My dad was an old-fashioned copper.

Many, many years ago he was called to a dead body, upstairs in a boarding house.

The body was laying on its back in the middle of the room.

No carpet, just floorboards, hardly any furniture.

Dad had seen a lot of dead bodies but this one didn’t look quite right.

It wasn’t in a natural position for someone who had just collapsed.

It looked artificially arranged.

But he couldn’t touch it until the Medical Examiner arrived, so he waited.

Eventually the Examiner turned up, clearly in a bad mood.

Dad said “Here’s the body sir”.

The Examiner said “Thank you sergeant, I can recognise a dead body on my own”.

So Dad kept his thoughts to himself.

The Examiner checked for a pulse, and started writing out a certificate.

Dad said “Don’t you want us to turn him over sir, so you can get a better look?”

The Examiner huffed and said “Sergeant, are you a doctor?”

Dad said “No sir”.

The Examiner said “Well I am, and I can recognise a heart-attack when I see one.”

And he carried on writing out the certificate saying that the man died of a heart attack.

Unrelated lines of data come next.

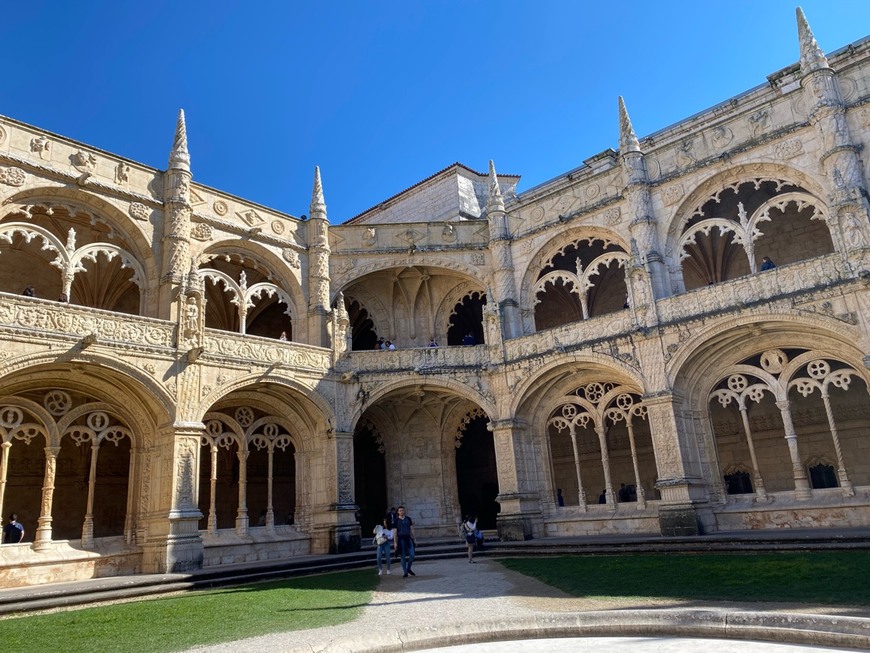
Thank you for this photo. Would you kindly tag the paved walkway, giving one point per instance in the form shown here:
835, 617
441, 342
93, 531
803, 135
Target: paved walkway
451, 602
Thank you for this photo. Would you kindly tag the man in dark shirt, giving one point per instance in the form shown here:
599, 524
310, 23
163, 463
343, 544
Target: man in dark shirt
404, 541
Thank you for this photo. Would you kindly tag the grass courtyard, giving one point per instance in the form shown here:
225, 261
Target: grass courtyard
176, 623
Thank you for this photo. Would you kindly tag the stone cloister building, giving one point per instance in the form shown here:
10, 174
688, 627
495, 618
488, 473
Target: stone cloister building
629, 348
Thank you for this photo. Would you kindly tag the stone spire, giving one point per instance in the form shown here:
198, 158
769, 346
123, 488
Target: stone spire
318, 205
627, 140
495, 201
179, 157
812, 57
318, 266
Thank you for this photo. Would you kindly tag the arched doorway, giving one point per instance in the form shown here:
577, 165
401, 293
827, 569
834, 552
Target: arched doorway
370, 474
476, 472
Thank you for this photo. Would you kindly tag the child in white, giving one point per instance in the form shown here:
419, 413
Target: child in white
384, 540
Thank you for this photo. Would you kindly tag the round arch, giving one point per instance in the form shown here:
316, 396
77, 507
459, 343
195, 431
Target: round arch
78, 200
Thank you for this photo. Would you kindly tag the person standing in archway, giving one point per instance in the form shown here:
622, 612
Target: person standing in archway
404, 541
13, 532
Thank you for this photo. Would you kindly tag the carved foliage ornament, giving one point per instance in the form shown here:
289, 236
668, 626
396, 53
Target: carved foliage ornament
12, 176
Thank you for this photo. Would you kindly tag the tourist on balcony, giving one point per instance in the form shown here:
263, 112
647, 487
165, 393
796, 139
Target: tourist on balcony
13, 532
404, 541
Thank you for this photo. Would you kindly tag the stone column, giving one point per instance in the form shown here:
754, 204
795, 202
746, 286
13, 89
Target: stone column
176, 223
760, 490
340, 519
802, 488
601, 432
520, 515
88, 527
42, 540
173, 543
4, 471
502, 260
845, 483
242, 513
643, 225
318, 267
679, 481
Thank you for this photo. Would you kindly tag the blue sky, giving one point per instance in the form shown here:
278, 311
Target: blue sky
383, 94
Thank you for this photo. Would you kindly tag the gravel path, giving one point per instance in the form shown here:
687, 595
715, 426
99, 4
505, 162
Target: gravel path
447, 595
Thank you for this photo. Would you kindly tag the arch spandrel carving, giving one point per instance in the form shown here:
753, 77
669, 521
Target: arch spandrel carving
431, 384
721, 180
798, 331
315, 407
139, 234
568, 372
420, 259
557, 242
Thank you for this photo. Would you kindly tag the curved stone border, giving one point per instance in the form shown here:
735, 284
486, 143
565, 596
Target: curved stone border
805, 629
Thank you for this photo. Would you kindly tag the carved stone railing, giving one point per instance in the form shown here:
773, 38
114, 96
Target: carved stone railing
41, 317
423, 359
267, 351
783, 281
570, 335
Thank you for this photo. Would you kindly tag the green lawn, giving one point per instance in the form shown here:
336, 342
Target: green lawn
210, 617
831, 578
206, 617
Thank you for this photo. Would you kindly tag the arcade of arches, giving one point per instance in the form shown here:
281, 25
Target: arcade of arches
675, 336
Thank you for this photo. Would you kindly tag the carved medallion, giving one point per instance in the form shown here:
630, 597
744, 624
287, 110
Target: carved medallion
673, 193
202, 231
12, 176
122, 173
251, 218
611, 216
788, 149
41, 146
84, 161
139, 211
292, 257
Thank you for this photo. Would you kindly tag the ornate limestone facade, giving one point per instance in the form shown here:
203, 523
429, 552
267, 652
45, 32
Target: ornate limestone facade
610, 333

Finally he said “Now the examination is complete, you may remove the body’.

And he turned to leave.

Dad and the constable turned the body over.

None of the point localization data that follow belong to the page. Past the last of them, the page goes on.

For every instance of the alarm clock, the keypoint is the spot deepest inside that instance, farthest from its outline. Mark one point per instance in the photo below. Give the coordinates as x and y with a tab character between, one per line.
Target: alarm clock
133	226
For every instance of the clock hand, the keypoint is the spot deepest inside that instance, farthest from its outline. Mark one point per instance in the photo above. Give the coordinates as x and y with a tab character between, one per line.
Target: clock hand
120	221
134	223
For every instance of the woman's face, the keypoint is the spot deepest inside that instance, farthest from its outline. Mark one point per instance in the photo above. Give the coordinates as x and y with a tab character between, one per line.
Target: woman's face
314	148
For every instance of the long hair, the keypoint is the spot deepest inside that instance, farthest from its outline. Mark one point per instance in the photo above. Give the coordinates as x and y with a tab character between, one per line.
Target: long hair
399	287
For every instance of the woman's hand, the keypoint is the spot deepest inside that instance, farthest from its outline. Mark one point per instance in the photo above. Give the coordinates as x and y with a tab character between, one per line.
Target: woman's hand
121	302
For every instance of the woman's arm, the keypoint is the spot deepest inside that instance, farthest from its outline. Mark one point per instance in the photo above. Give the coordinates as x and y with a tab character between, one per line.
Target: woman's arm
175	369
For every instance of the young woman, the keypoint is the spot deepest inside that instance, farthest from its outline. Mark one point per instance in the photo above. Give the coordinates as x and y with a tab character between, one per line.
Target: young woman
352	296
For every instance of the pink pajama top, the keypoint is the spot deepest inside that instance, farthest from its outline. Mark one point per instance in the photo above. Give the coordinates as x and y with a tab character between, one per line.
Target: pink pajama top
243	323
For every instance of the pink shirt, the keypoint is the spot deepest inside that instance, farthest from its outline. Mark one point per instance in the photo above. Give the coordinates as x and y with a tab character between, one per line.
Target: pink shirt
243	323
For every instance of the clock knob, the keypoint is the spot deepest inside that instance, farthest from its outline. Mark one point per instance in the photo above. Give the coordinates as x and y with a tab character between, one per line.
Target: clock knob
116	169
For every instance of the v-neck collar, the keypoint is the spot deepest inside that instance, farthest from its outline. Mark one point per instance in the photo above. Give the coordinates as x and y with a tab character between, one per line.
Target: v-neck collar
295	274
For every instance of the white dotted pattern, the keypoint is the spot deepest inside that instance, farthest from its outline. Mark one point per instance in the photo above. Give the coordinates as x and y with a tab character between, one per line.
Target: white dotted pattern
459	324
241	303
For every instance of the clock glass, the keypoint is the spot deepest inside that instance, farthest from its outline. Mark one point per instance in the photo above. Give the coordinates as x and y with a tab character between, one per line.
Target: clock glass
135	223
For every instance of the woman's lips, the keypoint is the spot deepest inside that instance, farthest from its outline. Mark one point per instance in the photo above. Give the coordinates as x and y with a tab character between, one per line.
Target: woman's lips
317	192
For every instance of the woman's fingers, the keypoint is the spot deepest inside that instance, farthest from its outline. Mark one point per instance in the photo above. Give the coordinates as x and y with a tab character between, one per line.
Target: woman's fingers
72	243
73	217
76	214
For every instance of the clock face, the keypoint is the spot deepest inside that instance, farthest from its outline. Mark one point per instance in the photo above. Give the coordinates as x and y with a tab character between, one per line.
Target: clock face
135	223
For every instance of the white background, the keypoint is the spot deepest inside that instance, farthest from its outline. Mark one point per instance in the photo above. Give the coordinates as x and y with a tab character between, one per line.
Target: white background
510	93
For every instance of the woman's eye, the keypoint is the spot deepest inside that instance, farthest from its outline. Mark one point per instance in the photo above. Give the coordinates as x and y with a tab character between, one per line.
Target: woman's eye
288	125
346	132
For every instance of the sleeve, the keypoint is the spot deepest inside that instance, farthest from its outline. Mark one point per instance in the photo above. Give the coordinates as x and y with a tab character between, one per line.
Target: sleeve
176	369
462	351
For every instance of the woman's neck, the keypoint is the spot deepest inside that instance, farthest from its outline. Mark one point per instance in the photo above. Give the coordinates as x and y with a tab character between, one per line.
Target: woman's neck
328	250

As the Examiner was going through the door, Dad said “Er, excuse me sir”.

The Examiner rolled his eyes and exhaled “What is it now, Sergeant?”

Dad started counting.

He said “This bloke’s got one, two, three, four, five, six, seven stab wounds in his back sir.”

The examiner said “WHAT?”

Dad said “I thought that position didn’t look natural”.

The examiner said “But there’s no blood on the floor”.

Dad said “No sir, it looks like he was killed somewhere else and moved here. I thought the position looked a bit funny”.

The examiner said “Well you might have said something, Sergeant”.

Dad swallowed and didn’t answer.

But he did learn something about experts.

They know everything about everything and never need to listen to anyone else.

And if it ever goes wrong it’s never their fault.

Like Dad said, what’s the point arguing: an ordinary copper against a Medical Examiner?

But that lesson did rub off on me.

I learned that experts actually don’t have any more brains than the rest of us.

They certainly don’t know everything.

That knowledge gives us freedom.

As Steve Jobs said “The great lesson in life is that everything you see around you was made up by people who are no smarter than you. And you can change it.”

Or, as the newspaper tycoon, William Randolph Hearst, said “I don’t hire experts to tell me what to do. I hire experts to tell me how to do what I want to do.”

That’s the important thing I learned about experts.

Whether in marketing, technology, new-media, strategy, semiotics, whatever.

 

They may be experts in what they do, but they’re not experts in what I do.